It happens every Memorial Day.
I should think of them more often, but I rarely do.
The ones who died in battle, or during their tour of so-called “duty.”
Yes, if it were up to me I would do a lot of things differently re. our national policies and practices. Wouldn’t we all? For me, it would look more like two years of compulsory service (minimum) to the nation starting at age 19. Could be military. Could be civilian. The years could be extended on a voluntary basis in exchange for free public post-secondary education up through doctoral degree in a field of shortages. But it would be about serving what I consider to be the responsibilities of citizenship in exchange for the rights of citizenship.
My thoughts on Memorial Day, however, veer in the direction of those fallen soldiers who took on their civic responsibilities but failed to receive their rights in return. They were marginalized so others could become, or remain, privileged. For them it was all give and no take.
How fair is that?
The great tragedy of American life, perhaps no different from most other lands, is that we are now inching our way back to separate, unequal classes of people. Those with most of the rights. And those with most of the responsibilities. Those who do most of the taking. And those who do most of the giving. Those like the fallen soldiers we are called to remember on Memorial Day.
My thought on this occasion is that we who enjoy the rights of American citizenship had better take on this responsibility: that is, doing more than just remembering the sacrifice of our fallen soldiers one day a year.
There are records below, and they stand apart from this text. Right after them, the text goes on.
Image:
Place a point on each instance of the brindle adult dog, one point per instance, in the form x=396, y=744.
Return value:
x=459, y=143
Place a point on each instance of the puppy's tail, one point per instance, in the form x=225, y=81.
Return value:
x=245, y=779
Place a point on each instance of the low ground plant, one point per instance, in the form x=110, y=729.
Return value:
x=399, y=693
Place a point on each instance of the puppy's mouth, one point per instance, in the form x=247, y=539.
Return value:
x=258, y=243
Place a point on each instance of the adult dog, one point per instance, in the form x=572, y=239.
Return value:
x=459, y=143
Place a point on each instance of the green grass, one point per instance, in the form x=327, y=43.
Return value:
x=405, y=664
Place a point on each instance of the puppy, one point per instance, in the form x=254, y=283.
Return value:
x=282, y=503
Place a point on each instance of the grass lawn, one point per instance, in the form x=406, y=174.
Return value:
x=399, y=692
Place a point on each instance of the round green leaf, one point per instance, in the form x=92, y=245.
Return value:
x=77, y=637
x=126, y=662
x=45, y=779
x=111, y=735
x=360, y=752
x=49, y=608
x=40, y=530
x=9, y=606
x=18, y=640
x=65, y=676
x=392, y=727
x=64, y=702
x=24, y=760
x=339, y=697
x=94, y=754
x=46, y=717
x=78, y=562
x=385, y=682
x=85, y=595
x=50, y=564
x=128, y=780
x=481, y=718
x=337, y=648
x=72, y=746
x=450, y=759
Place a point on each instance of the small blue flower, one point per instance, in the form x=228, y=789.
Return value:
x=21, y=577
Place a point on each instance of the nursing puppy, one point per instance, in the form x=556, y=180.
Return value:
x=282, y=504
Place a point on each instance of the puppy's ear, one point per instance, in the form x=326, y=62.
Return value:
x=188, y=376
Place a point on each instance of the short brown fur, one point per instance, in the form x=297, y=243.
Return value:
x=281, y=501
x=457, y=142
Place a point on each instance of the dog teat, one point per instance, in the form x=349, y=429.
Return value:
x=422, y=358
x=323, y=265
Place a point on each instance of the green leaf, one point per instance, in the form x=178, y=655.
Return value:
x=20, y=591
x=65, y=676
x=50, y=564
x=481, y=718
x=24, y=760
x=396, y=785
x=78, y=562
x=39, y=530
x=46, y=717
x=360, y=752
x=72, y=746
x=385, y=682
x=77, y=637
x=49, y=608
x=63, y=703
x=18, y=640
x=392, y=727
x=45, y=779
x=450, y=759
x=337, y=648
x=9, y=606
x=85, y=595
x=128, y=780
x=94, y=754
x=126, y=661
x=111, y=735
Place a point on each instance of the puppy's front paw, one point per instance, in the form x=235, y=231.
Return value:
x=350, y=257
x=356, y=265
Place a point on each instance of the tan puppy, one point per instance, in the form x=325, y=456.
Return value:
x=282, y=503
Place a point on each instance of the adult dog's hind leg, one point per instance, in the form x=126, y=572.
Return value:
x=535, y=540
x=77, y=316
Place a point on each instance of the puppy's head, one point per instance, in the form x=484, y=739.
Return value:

That we, as the Hebrew prophet Micah put it in ancient times re. his own nation of Judah, “do justice, love kindness, and walk humbly with our Lord” (Micah 6:8). Which, as Micah’s own Lord was then saying, is everyone’s responsibility.
That would mean equal responsibilities. Equal sacrifices.
No more rights OR responsibilities.
If America dares to dream of having liberty and justice for all, then Memorial Day will be more than a time for remembering those who gave up their rights and took on their responsibilities so others could take up their rights and give up their responsibilities (like things too often are in our times).
There comes a new time when redeeming is more important than mere remembering. And if we are to offer redemption to those who have served and fallen in battle, perhaps the least we can do is work toward an equal sharing of citizen responsibilities.
Because rights or responsibilities has always been, even from the time of the ancient prophet, the wrong question to pose. And because there can be no rights for anyone without responsibilities, we must ask the correct question.
How can we ever redeem the loss of our fallen soldiers unless we change our policies and practices to achieve equal rights AND responsibilities?